As a patient that has seen ortho, neuro, and movement specialist doctors - I have been unbelievably surprised at their lack of knowledge when it comes to muscle testing. I knew that we were the specialists in body movement, but I didn't know that other doctors did screening that would only pick up on huge, multi-muscle deficits with no awareness of compensation.
A thorough PT evaluation can look at every muscle group in your body and even get more specific to individual muscles in areas that grossly show weakness (not all PTs are trained in the more specific muscle testing and if they were they rarely use it clinically). They should be able to tell just by watching you move (before they even get to muscle strength testing) what muscle groups are strong or weak and what your body is compensating with to get through you movements as normal as possible.
It's rare to just go to a PT evaluation for strength, but if that is what is specifically requested I suppose they could just do that. They usually look at balance, functional measures such as gait, endurance, and quality of life in order to set goals for a plan of care. But if a baseline is all that is needed, then it would be more of a consultation and less of an evaluation for goal setting process.

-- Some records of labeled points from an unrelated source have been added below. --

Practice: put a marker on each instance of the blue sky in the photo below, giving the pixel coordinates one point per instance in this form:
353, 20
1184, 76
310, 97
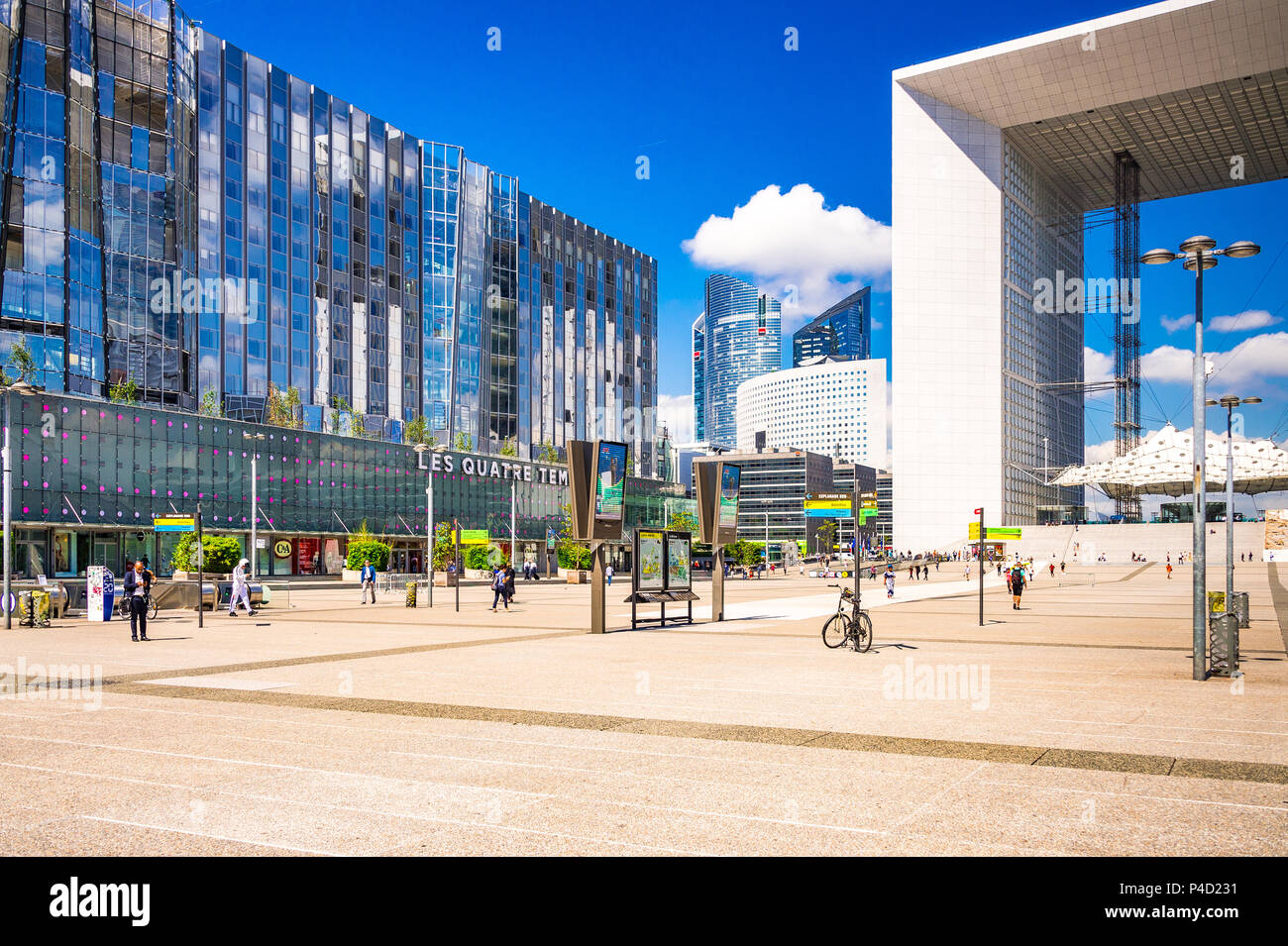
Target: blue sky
708, 94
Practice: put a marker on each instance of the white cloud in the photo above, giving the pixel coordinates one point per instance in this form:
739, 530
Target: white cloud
1258, 357
794, 240
675, 411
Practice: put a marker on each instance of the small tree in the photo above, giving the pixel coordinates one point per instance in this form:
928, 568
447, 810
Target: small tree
124, 392
282, 408
211, 404
364, 546
20, 366
222, 554
445, 549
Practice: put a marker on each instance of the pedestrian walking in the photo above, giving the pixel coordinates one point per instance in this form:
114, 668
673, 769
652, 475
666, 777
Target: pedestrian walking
138, 584
368, 578
1017, 581
241, 591
498, 588
507, 576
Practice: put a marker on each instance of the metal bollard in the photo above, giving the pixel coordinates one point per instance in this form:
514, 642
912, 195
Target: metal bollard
1224, 644
1240, 607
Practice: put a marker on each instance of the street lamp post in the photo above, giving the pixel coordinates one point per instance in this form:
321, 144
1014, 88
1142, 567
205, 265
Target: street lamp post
429, 516
1231, 402
254, 501
1199, 254
24, 389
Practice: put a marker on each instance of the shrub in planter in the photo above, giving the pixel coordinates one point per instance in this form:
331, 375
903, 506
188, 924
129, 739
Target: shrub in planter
222, 554
575, 556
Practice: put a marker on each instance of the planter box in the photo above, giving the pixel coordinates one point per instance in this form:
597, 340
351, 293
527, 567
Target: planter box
192, 577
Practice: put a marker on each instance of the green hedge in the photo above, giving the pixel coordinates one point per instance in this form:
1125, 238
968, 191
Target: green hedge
223, 553
362, 550
578, 558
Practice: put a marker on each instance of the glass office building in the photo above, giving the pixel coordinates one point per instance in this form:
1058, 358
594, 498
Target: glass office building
844, 332
90, 476
187, 219
738, 338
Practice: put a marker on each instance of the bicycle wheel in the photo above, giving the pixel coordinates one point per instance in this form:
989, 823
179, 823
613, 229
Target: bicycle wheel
836, 631
863, 633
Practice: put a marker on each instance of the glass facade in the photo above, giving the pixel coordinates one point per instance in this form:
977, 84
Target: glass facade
842, 332
185, 216
85, 467
741, 336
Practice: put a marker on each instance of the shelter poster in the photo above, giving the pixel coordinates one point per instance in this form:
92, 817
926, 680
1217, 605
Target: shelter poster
678, 564
730, 477
652, 577
609, 480
1276, 536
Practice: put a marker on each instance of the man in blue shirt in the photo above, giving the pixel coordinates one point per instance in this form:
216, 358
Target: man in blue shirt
369, 580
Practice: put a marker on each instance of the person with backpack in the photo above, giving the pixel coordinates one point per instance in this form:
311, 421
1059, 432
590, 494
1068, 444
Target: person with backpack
138, 584
498, 588
240, 591
1017, 581
507, 578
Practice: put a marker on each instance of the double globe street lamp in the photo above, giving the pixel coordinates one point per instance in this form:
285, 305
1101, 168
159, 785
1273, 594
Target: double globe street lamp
1199, 254
1231, 402
429, 514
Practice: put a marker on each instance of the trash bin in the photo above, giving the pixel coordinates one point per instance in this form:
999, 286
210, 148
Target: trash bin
1224, 644
1240, 607
34, 607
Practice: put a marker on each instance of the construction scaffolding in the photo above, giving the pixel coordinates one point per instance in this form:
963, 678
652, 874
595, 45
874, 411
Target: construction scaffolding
1126, 318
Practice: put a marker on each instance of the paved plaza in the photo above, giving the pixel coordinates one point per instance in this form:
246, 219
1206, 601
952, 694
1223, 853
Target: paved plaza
321, 726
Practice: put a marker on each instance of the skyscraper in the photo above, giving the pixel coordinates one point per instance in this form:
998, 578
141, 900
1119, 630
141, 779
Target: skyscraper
737, 339
844, 332
699, 377
185, 218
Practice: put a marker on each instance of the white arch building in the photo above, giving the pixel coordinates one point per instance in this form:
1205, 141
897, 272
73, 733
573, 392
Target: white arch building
997, 155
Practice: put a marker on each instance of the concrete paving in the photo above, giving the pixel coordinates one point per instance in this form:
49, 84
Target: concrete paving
327, 727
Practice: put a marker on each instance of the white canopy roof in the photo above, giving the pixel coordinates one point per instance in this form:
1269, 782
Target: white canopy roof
1162, 465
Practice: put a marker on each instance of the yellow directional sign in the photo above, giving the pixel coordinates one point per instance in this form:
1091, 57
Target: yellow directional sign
995, 533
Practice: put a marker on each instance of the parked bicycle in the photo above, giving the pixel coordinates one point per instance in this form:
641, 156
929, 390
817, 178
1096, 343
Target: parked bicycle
853, 628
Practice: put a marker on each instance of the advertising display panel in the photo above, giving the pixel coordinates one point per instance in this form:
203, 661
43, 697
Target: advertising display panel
652, 562
678, 562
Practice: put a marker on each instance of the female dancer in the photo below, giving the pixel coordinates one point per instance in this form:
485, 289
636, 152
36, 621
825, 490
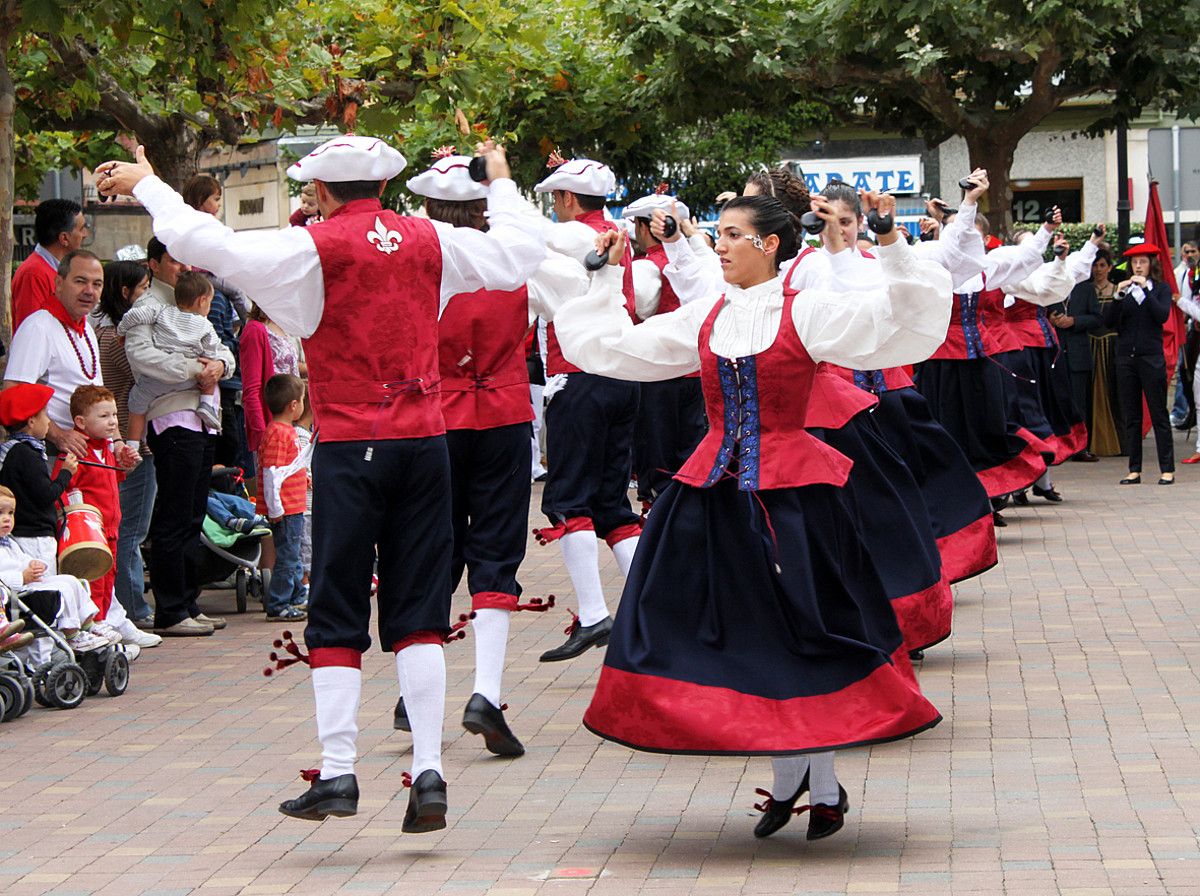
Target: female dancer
754, 619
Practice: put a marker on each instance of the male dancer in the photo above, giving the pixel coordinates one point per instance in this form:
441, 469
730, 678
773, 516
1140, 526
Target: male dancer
365, 288
589, 424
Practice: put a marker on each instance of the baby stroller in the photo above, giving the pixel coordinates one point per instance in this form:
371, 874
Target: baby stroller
67, 677
231, 552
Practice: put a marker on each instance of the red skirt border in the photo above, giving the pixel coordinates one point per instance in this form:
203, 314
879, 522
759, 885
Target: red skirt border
970, 551
660, 715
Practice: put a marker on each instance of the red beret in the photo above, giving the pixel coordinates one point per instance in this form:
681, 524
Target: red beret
22, 402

Muscles are graded on a 0 - 5 scale. 0 is no muscle contraction at all and 5 is normal strength. Functionally, you need a 3/5 for upper extremities and a 4/5 for lower extremities and that basic screen is usually all that doctors are looking for though not helpful when really comparing progression.

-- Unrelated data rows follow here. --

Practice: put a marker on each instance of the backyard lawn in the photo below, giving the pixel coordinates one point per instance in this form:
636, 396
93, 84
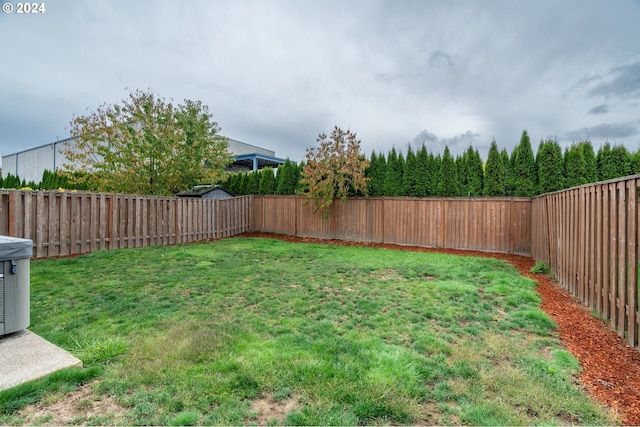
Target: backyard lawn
246, 331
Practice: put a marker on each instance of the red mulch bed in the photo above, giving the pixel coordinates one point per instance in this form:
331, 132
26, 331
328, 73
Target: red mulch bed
611, 368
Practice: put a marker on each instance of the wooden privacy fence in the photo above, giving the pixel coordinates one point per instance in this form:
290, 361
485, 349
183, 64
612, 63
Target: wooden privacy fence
496, 224
67, 223
589, 237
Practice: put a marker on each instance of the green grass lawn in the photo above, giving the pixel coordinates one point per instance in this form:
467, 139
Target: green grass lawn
197, 334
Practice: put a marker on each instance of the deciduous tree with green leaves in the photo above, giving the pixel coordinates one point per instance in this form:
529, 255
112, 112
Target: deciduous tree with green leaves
334, 169
146, 145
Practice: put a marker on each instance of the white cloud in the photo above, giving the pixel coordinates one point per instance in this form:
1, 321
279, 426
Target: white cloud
277, 73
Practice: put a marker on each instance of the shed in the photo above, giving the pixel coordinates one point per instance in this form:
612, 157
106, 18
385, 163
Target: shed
207, 192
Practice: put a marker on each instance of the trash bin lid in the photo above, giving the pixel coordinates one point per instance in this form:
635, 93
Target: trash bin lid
15, 248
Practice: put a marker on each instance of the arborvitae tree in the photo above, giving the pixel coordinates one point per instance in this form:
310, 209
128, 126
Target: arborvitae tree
550, 166
574, 166
495, 175
435, 163
635, 162
393, 178
410, 184
524, 171
475, 173
621, 161
287, 178
423, 171
376, 173
590, 163
434, 179
462, 169
448, 185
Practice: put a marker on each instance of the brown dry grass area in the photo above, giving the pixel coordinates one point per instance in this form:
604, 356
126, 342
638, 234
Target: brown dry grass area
611, 368
77, 408
268, 409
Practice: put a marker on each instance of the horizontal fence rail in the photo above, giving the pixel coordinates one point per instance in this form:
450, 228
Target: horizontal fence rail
67, 223
496, 224
589, 237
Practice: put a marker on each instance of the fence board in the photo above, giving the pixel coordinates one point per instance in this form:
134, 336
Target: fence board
67, 223
464, 223
592, 247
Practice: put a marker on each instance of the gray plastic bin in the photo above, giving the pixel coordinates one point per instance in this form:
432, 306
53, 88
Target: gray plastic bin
14, 284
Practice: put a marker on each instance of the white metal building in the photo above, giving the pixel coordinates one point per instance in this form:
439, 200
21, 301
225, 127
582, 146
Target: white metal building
30, 164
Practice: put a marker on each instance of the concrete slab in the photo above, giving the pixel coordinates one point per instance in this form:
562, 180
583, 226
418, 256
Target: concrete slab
24, 356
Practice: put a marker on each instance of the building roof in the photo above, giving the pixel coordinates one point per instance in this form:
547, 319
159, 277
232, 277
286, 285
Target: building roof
200, 190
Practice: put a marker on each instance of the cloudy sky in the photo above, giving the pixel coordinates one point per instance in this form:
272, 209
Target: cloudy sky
277, 73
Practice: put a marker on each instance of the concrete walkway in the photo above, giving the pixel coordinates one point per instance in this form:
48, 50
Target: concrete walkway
24, 356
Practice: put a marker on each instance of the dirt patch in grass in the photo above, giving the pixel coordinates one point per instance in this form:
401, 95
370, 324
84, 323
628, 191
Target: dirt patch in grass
611, 368
76, 407
267, 409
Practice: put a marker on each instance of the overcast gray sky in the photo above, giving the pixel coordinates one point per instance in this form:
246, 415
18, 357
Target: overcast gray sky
277, 73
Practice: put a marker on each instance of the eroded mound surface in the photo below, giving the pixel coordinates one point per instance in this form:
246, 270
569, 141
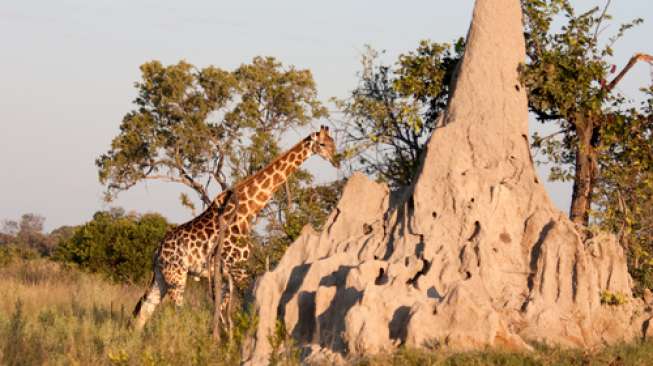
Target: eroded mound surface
473, 254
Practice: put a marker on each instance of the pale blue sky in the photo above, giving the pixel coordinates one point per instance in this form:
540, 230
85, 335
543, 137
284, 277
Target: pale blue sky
67, 70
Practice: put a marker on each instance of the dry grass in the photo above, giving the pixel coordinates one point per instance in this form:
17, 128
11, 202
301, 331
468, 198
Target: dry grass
53, 315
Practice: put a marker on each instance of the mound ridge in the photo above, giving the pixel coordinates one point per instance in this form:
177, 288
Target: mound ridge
473, 254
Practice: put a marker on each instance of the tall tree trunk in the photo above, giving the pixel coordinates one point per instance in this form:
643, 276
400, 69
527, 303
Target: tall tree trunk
585, 176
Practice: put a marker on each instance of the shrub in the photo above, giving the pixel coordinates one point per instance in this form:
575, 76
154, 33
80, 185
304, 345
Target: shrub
117, 245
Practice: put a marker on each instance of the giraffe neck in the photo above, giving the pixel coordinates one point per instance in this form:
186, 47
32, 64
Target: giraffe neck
256, 190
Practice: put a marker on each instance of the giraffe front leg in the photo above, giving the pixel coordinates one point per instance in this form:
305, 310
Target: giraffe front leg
152, 298
177, 291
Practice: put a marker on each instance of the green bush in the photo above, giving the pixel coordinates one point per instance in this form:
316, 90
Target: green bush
117, 245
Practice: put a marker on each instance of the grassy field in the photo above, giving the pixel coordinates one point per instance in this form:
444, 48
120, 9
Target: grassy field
52, 315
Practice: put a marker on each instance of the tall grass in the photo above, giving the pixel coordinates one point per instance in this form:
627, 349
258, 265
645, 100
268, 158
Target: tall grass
53, 315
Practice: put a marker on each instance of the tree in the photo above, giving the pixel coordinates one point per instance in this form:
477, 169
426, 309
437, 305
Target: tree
393, 110
192, 126
115, 244
625, 191
566, 76
287, 215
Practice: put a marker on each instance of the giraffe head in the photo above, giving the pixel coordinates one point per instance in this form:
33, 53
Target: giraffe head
324, 146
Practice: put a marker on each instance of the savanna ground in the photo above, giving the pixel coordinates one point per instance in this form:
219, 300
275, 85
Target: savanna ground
56, 315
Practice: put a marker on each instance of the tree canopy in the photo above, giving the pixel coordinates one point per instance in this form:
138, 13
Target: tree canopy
201, 127
393, 109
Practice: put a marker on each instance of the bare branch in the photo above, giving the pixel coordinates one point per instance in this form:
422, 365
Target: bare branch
598, 23
633, 60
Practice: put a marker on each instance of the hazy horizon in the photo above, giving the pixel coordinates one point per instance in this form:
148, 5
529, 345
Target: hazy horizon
69, 69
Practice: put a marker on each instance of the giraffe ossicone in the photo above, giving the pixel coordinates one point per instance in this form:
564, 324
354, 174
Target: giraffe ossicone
185, 250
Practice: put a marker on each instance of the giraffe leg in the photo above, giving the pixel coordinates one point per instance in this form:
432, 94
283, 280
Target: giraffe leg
153, 296
177, 291
230, 325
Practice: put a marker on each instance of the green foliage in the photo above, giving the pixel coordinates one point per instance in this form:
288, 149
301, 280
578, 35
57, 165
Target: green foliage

It's my experience (as a PT and a patient) that neuro PTs are actually less precise with muscle strength grading than ortho PTs because specific muscle strength is usually not as important in neuro conditions. Most neuro PTs need to know generally what's up, while with someone with a very specific shoulder injury - you'd have to maybe test 8 specific muscle before you found the weaker one causing the issue. Neuro PTs are a must for actual treatment because ortho PTs are usually terrible with factors like fatigue, but often they are more big picture with strength testing.
Oh my goodness this got long! Is everyone bored yet?!

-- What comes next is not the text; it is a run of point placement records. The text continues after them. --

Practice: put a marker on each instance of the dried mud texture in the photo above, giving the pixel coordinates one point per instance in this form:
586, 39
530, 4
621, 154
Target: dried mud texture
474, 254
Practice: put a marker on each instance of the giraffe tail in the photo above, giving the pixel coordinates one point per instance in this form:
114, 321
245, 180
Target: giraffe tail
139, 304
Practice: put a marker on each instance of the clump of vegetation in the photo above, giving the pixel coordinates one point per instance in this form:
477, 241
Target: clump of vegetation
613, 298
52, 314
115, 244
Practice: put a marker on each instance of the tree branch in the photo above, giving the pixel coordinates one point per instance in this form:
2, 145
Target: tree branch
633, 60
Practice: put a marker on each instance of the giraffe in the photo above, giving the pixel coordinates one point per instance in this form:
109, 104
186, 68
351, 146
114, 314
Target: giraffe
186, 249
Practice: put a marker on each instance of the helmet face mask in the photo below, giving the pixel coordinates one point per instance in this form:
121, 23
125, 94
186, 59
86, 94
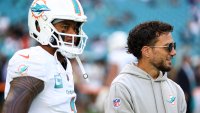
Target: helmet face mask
42, 15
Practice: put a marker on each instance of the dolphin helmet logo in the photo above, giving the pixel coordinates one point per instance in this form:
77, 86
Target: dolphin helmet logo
38, 8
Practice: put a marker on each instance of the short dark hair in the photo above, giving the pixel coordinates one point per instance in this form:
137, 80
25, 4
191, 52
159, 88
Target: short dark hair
146, 34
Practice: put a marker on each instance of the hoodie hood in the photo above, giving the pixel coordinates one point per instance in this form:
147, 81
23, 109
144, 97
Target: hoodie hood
132, 69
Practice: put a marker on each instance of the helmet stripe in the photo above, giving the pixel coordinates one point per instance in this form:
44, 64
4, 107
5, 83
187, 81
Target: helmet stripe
76, 7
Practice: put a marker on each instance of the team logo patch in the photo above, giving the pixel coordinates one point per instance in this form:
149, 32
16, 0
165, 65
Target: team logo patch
171, 99
116, 102
22, 70
38, 8
76, 7
58, 81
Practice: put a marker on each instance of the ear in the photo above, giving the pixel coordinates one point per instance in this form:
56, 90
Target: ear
146, 51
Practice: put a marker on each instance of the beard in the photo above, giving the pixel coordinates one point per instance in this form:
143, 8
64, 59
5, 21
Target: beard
162, 66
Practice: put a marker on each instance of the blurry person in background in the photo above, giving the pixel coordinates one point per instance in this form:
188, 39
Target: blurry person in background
117, 58
143, 87
186, 79
39, 79
117, 47
196, 92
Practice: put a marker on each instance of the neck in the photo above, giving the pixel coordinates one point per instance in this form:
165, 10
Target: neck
52, 51
148, 68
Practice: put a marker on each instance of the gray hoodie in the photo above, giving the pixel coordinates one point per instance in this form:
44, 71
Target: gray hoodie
134, 91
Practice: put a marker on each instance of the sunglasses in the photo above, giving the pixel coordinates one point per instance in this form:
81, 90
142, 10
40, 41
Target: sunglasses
169, 47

Opps, I meant to type in my post I am now considering doing it. Thanks for the info, when I went to the physio for a nasty fall off my horse she suggested doing it so I had a baseline and I said I didn't think I was so bad, but now because I had this thing where my arms went weak and useless I kinda thought maybe it might be useful.
My GP thought that maybe some physio in my upper back would be good for me and perhaps might help with migraines?? As I have had a few nasty falls in my time.
It sounds interesting what they can tell. When I went last time she made me do similar things to what my neuro makes me do. I can not do the walk with one foot in front of the other anymore, I find that impossible, I get bad extension tremor in my arm, she noticed that and apparently resistance in my left leg, whatever that means..lol
She looks after all the MS patients and is the only person in our city with that qualification.
Thanks Ashley, but now I wonder if I should go..lol
I don't feel that affected, just a little bit.